Consider the following treatments of $x:
$x -eq $RHS
$x -contains $RHS
function f { param([Parameter(ValueFromPipeline)]$y) process{$y} }
$x | f
function g { param([Parameter(Position=1)]$y) $y }
g $x
There are conditions of $x which results in PowerShell enumerating $x for each of these treatments. Setting $x=1,2, for example, causes $x to be enumerated by -eq and -contains, at the input to f, and at the output of g. On the other hand, setting $x='12', results in no enumeration.
$x is enumerated the same for the pipeline and those comparison operators that perform conditional enumeration?[LanguagePrimitives]::GetEnumerator($x) _seems_ to be non-null iff $x gets enumerated by those treatments. Is this a mere coincidence, a rule PowerShell aspires to, or true by construction?The rules are intended to be the same.

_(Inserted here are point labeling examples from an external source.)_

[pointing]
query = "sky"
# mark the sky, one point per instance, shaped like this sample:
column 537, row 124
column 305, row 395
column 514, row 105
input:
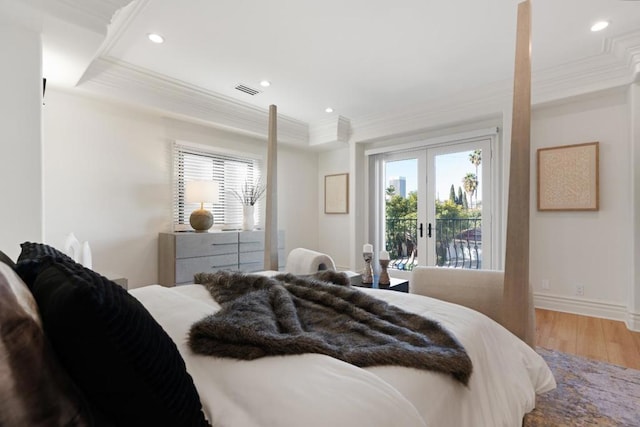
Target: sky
column 451, row 169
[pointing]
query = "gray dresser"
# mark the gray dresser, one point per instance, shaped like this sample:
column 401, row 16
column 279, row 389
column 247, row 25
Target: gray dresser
column 183, row 254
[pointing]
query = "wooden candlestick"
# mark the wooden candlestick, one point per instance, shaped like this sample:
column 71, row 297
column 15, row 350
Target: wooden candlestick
column 384, row 276
column 367, row 273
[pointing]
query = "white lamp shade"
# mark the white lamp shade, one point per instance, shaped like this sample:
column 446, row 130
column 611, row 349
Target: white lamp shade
column 202, row 191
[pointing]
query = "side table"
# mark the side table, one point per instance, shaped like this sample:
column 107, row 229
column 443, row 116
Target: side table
column 399, row 285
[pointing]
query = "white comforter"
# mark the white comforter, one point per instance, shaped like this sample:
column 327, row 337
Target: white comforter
column 315, row 390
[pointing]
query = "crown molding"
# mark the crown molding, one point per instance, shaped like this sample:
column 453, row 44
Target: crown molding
column 113, row 78
column 617, row 65
column 330, row 134
column 94, row 15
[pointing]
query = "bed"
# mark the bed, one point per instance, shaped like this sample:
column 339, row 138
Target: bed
column 105, row 356
column 317, row 390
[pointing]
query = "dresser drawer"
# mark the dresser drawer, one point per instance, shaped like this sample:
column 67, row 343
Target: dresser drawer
column 181, row 255
column 187, row 267
column 204, row 244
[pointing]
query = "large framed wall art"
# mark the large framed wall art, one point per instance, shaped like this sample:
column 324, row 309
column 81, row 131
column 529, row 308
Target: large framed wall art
column 336, row 193
column 568, row 178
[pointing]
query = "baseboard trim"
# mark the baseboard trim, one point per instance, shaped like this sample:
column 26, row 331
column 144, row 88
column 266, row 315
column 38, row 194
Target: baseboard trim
column 633, row 321
column 585, row 307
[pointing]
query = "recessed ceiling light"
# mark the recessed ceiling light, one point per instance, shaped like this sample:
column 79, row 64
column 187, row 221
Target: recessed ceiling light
column 599, row 26
column 156, row 38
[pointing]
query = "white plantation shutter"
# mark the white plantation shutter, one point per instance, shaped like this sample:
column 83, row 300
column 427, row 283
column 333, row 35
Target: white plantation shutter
column 232, row 171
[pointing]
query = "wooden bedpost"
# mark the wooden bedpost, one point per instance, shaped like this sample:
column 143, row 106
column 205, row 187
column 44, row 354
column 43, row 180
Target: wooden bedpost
column 271, row 220
column 517, row 296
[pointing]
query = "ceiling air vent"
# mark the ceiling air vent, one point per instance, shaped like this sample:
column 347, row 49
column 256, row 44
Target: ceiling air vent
column 246, row 89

For operators, the rules are implemented here, and I apologize that the code is not necessarily easy to understand.
For the pipeline, the decision is made by LanguagePrimitives.GetEnumerator, you can see the call here.

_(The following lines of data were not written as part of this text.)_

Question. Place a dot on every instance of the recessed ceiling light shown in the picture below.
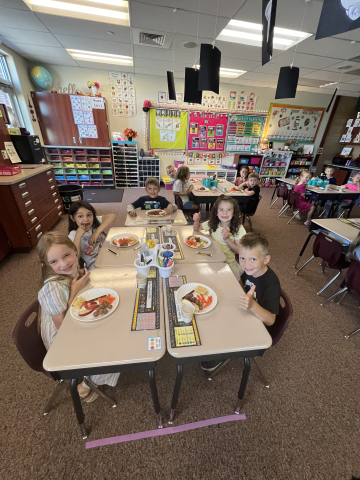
(247, 33)
(108, 11)
(100, 57)
(190, 45)
(227, 72)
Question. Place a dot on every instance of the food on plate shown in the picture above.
(124, 242)
(78, 303)
(195, 241)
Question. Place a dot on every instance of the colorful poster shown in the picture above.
(291, 122)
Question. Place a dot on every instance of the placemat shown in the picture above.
(147, 304)
(181, 334)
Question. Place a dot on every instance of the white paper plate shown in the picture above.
(123, 235)
(206, 239)
(162, 213)
(188, 287)
(89, 295)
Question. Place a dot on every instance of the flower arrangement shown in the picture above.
(93, 84)
(130, 134)
(146, 105)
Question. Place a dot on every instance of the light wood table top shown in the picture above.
(189, 253)
(226, 328)
(343, 229)
(176, 218)
(110, 341)
(125, 255)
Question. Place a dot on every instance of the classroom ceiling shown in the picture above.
(43, 38)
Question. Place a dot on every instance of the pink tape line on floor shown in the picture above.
(164, 431)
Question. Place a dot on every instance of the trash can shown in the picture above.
(70, 194)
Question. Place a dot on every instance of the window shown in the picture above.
(7, 95)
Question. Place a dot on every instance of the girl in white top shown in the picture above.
(183, 187)
(61, 284)
(86, 230)
(225, 227)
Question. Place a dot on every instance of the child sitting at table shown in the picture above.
(225, 227)
(244, 173)
(300, 189)
(353, 188)
(151, 201)
(86, 230)
(183, 187)
(170, 170)
(261, 285)
(61, 283)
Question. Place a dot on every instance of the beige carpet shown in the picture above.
(306, 426)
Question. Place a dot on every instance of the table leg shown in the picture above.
(176, 392)
(154, 396)
(303, 249)
(78, 408)
(243, 384)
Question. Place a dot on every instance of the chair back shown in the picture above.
(28, 340)
(292, 199)
(352, 279)
(327, 248)
(282, 319)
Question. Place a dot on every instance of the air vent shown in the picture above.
(151, 39)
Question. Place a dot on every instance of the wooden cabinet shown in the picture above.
(57, 124)
(30, 206)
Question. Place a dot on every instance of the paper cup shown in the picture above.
(143, 270)
(187, 312)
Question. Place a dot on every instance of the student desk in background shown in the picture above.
(108, 345)
(190, 255)
(125, 255)
(225, 332)
(339, 226)
(176, 218)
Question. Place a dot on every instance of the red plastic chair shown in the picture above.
(276, 331)
(330, 251)
(351, 283)
(28, 341)
(248, 215)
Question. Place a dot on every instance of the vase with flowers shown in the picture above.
(94, 87)
(130, 134)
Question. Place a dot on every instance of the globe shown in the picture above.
(41, 77)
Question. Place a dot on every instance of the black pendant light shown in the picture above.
(287, 83)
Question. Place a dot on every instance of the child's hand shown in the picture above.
(79, 283)
(247, 299)
(225, 233)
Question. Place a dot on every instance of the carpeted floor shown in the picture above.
(306, 426)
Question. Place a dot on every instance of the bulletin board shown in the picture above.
(168, 129)
(207, 131)
(291, 122)
(244, 133)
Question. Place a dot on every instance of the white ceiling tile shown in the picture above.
(16, 18)
(94, 45)
(29, 36)
(39, 51)
(84, 28)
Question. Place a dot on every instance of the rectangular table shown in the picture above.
(189, 253)
(225, 332)
(125, 255)
(176, 218)
(333, 225)
(107, 345)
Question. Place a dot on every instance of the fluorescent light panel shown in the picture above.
(100, 57)
(237, 31)
(106, 11)
(227, 72)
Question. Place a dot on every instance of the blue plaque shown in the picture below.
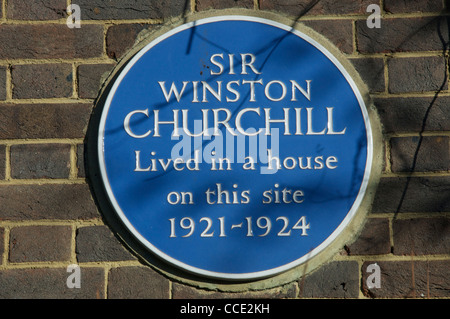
(235, 147)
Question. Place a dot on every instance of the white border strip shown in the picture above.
(232, 276)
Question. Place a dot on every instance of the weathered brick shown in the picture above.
(406, 279)
(51, 283)
(40, 161)
(25, 121)
(298, 8)
(90, 78)
(80, 161)
(414, 114)
(421, 236)
(2, 244)
(50, 41)
(2, 83)
(427, 153)
(403, 6)
(98, 243)
(223, 4)
(48, 201)
(137, 283)
(2, 161)
(415, 194)
(40, 243)
(339, 32)
(37, 81)
(402, 34)
(373, 240)
(371, 71)
(36, 10)
(333, 280)
(120, 38)
(180, 291)
(417, 74)
(131, 9)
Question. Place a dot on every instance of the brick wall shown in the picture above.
(50, 77)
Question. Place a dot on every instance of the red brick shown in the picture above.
(36, 10)
(403, 6)
(98, 243)
(414, 195)
(417, 74)
(180, 291)
(90, 79)
(298, 8)
(48, 201)
(407, 279)
(37, 81)
(40, 161)
(339, 32)
(332, 280)
(40, 243)
(136, 283)
(373, 240)
(131, 9)
(27, 121)
(2, 244)
(51, 283)
(223, 4)
(120, 38)
(371, 71)
(414, 114)
(402, 34)
(420, 154)
(50, 41)
(2, 83)
(421, 236)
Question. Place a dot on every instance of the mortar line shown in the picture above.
(9, 85)
(42, 141)
(74, 81)
(7, 163)
(73, 173)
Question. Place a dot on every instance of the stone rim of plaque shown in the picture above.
(353, 223)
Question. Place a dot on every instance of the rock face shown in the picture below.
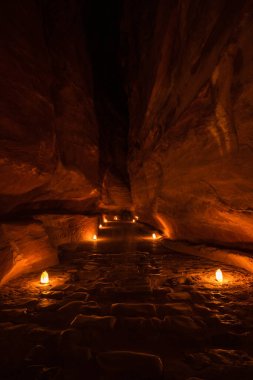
(48, 136)
(27, 249)
(190, 102)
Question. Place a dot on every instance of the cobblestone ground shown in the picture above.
(125, 307)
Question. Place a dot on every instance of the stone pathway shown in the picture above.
(125, 308)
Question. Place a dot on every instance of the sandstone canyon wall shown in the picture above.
(190, 76)
(48, 130)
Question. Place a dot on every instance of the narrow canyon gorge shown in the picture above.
(126, 173)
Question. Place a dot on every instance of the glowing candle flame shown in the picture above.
(219, 275)
(44, 278)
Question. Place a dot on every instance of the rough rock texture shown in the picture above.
(48, 130)
(64, 229)
(28, 249)
(48, 134)
(190, 97)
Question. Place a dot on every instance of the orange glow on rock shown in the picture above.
(219, 276)
(44, 278)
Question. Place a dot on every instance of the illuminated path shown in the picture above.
(122, 293)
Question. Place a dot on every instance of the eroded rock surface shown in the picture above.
(190, 99)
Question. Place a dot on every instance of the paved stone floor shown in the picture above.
(125, 307)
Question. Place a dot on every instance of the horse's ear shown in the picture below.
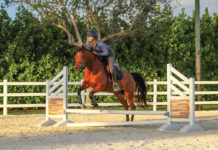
(76, 49)
(83, 47)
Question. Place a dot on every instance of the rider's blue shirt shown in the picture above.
(101, 48)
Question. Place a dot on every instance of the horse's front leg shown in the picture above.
(91, 94)
(83, 87)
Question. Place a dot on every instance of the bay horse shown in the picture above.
(95, 76)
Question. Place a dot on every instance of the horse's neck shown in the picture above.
(94, 65)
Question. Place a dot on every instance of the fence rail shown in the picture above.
(154, 93)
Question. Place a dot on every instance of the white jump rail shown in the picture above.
(130, 112)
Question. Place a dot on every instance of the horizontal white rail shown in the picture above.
(82, 111)
(155, 93)
(124, 123)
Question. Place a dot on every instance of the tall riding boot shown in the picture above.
(115, 85)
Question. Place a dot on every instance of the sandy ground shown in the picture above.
(21, 132)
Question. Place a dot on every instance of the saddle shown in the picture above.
(119, 74)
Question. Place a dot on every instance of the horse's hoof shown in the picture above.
(83, 106)
(79, 101)
(94, 105)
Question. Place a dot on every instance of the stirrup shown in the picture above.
(116, 87)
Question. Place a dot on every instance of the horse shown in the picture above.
(132, 85)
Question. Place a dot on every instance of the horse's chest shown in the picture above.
(95, 79)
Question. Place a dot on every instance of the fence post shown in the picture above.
(155, 95)
(5, 109)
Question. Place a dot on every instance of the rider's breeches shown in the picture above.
(111, 60)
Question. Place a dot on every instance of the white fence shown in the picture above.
(154, 93)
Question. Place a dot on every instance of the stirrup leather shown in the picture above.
(116, 87)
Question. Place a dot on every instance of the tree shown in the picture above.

True by construction for pipelines, rule to aspire to for operators.
Parameter binding comes to mind - e.g. when to bind to a parameter of type object versus object[]. To the best of my knowledge and memory, operators all rely on PSEnumerableBinder.IsEnumerable (there are many uses) and everything else relies on LanguagePrimitives.GetEnumerator.
Thanks @lzybkr. With respect to parameter binding, do you mean that
function f {
[CmdletBinding(DefaultParameterSetName='scalar')]
param
(
[Parameter(ParameterSetName = 'scalar',
Position = 1)]
[int]
$Scalar,
[Parameter(ParameterSetName = 'array',
Position = 1)]
[int[]]
$Array
)
return $PSCmdlet.ParameterSetName
}
f 1
f 1,2
f ([System.Collections.ArrayList]@(1,2))
f ([System.Collections.Queue]@(1,2))
decides on the parameter set based on the result of LanguagePrimitives.GetEnumerator for the argument?

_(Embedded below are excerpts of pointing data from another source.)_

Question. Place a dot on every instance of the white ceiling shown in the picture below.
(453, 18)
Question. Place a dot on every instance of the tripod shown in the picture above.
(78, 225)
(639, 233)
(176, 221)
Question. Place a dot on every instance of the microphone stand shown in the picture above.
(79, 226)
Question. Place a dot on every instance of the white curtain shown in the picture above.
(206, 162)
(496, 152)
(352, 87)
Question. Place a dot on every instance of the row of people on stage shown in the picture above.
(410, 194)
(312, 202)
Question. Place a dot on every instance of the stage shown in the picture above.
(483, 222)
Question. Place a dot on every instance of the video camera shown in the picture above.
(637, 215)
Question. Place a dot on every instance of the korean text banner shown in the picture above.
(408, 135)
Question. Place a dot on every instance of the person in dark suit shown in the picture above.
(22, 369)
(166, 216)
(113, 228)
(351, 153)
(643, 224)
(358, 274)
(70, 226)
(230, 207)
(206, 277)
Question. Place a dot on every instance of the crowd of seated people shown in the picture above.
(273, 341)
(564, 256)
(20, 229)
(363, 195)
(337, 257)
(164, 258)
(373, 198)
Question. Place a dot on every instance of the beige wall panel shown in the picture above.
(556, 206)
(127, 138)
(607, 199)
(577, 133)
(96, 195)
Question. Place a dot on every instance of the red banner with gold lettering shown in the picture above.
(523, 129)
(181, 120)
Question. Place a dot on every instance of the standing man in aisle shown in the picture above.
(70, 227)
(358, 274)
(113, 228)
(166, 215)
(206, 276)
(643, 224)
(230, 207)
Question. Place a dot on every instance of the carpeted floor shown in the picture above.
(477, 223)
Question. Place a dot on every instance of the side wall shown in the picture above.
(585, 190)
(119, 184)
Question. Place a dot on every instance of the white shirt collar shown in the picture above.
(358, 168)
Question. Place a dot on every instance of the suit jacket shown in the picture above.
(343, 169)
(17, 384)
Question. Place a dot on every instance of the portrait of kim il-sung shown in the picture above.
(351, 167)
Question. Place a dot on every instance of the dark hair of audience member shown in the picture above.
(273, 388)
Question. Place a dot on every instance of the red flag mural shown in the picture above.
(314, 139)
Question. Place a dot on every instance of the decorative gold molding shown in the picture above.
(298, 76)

The first three calls to f seem consistent with that. However, f ([System.Collections.Queue]@(1,2)) tries (and fails) to bind to $Array despite non-null LP.GetEnumerator for the argument. Trace-Command mentions "Argument type Queue is not IList, treating this as scalar" in that case. That business seems to happen in EncodeCollection which seems to try to convert the argument to an array. I didn't spot a call to GetEnumerator leading up to or in EncodeCollection, however. It seems like this decision hinges on whether the argument is IList rather than LP.GetEnumerator. Is that interpretation correct?
Right - I forgot that it's not quite the same - I don't know the reason why though.
@lzybkr
For operators, the rules are implemented here, and I apologize that the code is not necessarily easy to understand.
...
True by construction for pipelines, rule to aspire to for operators.
Do these statements also apply to the . (property) operator? That operator has some behavior whose rules I haven't quite worked out. It seems to enumerate according to LP.GetEnumerator, but only in some cases. For example,
$x = '1','2'
$x.Chars
$x.Length
enumerates $x in $x.Chars but not $x.Length. Can you shed some light on this?
For property access or method invocation, if the object has the property/method, no enumeration takes place.
Count and Length are special - they are assumed to exist on all objects - if the object has the property, it is used, otherwise the sane value is returned (0 for null, 1 otherwise).
Ok. That seems to explain the behavior for all properties and methods I've tested except Length. The behavior for Length seems less like Count and more like other properties. Consider the following:
$y = [System.Collections.Queue]@('123','1234')
$y.Length
$y.Count
$y.Length is 3,4 which seems to correspond to the synthesized .Length for each of the strings. $y.Count, on the other hand, is 2. I _think_ that ('1','2').Length is 2 (from my prior example) because [array] has a .Length property for some reason.
Ah, right. If the object is enumerable, then we enumerate. Array adds an alias so it has both Count and Length, but other enumerable types do not, so it's not entirely consistent.
In hindsight, maybe we should have only added Count and not Length to every object.